Avec RSF
Propriétaire du réseau social depuis le 27 octobre 2022, Elon Musk l’a transformé en sanctuaire de la désinformation. Pour Reporters sans frontières (RSF), Twitter, depuis devenu X, est l’incarnation de la menace que font peser les plateformes sur les démocraties.
Devenu officiellement propriétaire du réseau social X (anciennement Twitter) le 27 octobre 2022, Elon Musk est aujourd’hui le meilleur allié des désinformateurs du monde entier. Après une année ponctuée d’humiliations à l’égard des médias publics et d’actes de censure contre des journalistes, l’homme le plus riche du monde, selon Forbes, a également fait sauter les rares digues du réseau social contre la désinformation. Parmi les décisions les plus dangereuses pour l’accès à une information fiable, il a transformé la certification de compte, système de sécurité garantissant qu’un utilisateur est bien celui qu’il prétend être, en une offre commerciale permettant de bénéficier d’une visibilité accrue sur le réseau, sans garantie quant à l’authenticité du compte qui utilise cet outil.
Ce régime censitaire a fait la démonstration de toute sa toxicité à l’occasion de la guerre entre Israël et le Hamas. Selon une étude de la société NewsGuard, les comptes vérifiés de X ont diffusé 74 % des contenus de désinformation les plus viraux sur ces événements, et ont été vus 100 millions de fois.

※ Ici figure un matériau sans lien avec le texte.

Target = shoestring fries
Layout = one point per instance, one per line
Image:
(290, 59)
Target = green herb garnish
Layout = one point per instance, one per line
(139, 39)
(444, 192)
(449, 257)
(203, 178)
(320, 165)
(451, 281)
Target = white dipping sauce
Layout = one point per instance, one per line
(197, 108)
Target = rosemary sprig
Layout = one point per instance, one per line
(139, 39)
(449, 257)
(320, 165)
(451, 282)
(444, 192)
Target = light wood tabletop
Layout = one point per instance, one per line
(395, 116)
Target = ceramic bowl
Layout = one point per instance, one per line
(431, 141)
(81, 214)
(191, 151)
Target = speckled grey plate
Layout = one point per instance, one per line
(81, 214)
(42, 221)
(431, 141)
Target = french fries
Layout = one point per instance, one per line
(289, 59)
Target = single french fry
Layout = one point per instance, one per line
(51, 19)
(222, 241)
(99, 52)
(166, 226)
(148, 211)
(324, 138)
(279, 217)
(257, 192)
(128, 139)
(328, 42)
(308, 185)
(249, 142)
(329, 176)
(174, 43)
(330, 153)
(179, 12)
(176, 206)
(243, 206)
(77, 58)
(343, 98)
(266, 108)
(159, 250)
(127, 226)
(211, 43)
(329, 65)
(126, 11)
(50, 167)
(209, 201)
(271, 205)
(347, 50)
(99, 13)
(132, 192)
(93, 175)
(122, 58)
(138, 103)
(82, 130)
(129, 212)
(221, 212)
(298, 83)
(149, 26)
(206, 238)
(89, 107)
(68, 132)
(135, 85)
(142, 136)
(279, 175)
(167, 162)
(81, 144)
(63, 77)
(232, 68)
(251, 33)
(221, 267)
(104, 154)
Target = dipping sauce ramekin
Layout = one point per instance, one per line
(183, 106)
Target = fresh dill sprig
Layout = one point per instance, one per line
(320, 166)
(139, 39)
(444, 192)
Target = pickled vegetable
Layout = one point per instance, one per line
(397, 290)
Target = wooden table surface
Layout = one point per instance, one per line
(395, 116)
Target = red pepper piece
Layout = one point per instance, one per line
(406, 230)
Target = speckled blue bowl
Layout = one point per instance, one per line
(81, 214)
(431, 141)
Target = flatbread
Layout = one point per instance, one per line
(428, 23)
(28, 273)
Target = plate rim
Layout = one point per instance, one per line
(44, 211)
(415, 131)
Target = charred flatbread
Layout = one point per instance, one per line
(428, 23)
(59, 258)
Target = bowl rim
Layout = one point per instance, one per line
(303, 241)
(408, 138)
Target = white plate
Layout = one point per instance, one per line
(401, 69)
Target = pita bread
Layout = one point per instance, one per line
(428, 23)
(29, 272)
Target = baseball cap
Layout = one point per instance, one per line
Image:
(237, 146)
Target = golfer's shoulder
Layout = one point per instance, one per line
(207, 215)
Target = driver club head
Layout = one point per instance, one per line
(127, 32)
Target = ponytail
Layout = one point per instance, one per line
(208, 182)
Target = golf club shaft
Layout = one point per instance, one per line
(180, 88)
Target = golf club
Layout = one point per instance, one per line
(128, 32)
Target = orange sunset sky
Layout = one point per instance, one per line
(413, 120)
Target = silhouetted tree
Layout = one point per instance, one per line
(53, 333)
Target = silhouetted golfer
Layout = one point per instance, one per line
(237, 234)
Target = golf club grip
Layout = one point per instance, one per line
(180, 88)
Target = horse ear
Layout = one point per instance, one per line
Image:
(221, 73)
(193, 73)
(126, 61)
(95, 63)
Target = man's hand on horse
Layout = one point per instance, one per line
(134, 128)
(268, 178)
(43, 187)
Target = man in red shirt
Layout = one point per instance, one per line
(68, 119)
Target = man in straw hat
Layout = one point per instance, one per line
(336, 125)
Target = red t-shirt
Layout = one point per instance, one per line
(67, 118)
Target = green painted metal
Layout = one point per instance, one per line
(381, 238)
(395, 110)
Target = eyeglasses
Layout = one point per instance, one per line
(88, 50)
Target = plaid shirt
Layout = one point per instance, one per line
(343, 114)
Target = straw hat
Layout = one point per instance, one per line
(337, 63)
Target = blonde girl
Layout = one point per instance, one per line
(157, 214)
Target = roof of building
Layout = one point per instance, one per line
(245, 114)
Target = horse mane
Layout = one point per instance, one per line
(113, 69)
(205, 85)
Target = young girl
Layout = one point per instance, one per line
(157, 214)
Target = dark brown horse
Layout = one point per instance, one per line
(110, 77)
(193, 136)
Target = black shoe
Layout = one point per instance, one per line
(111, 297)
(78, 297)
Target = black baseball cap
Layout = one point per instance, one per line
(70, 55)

“Elon Musk a achevé sa mue de défenseur de la liberté d’expression en champion de la désinformation. La plupart de ses décisions ont eu pour conséquence de renforcer les désinformateurs et d’affaiblir l’accès à l’information fiable sur sa plateforme. Entre les insultes qu’il adresse personnellement aux médias professionnels et la nouvelle direction anti-information que prend le réseau sous son impulsion, les journalistes et les médias n’y sont plus les bienvenus. Twitter n’était déjà pas un réseau sûr pour l’information, mais X est devenu la place forte de la désinformation.”
Vincent Berthier
Responsable du bureau technologies de RSF
La transformation de Twitter n’a pas été que technique, mais aussi politique. Sous l’impulsion d’Elon Musk, Twitter a quitté la liste des signataires du code de bonnes pratiques contre la désinformation de l’Union européenne, depuis devenu code de conduite du Digital Services Act (DSA). L’entreprise a également procédé à des licenciements en masse, notamment dans les équipes “Trust and Safety” en charge de la protection des utilisateurs sur la plateforme, dont la modération. Mécaniquement, ces décisions ont renforcé l’avantage concurrentiel dont bénéficie la désinformation sur les réseaux sociaux par rapport aux contenus d’intérêt général.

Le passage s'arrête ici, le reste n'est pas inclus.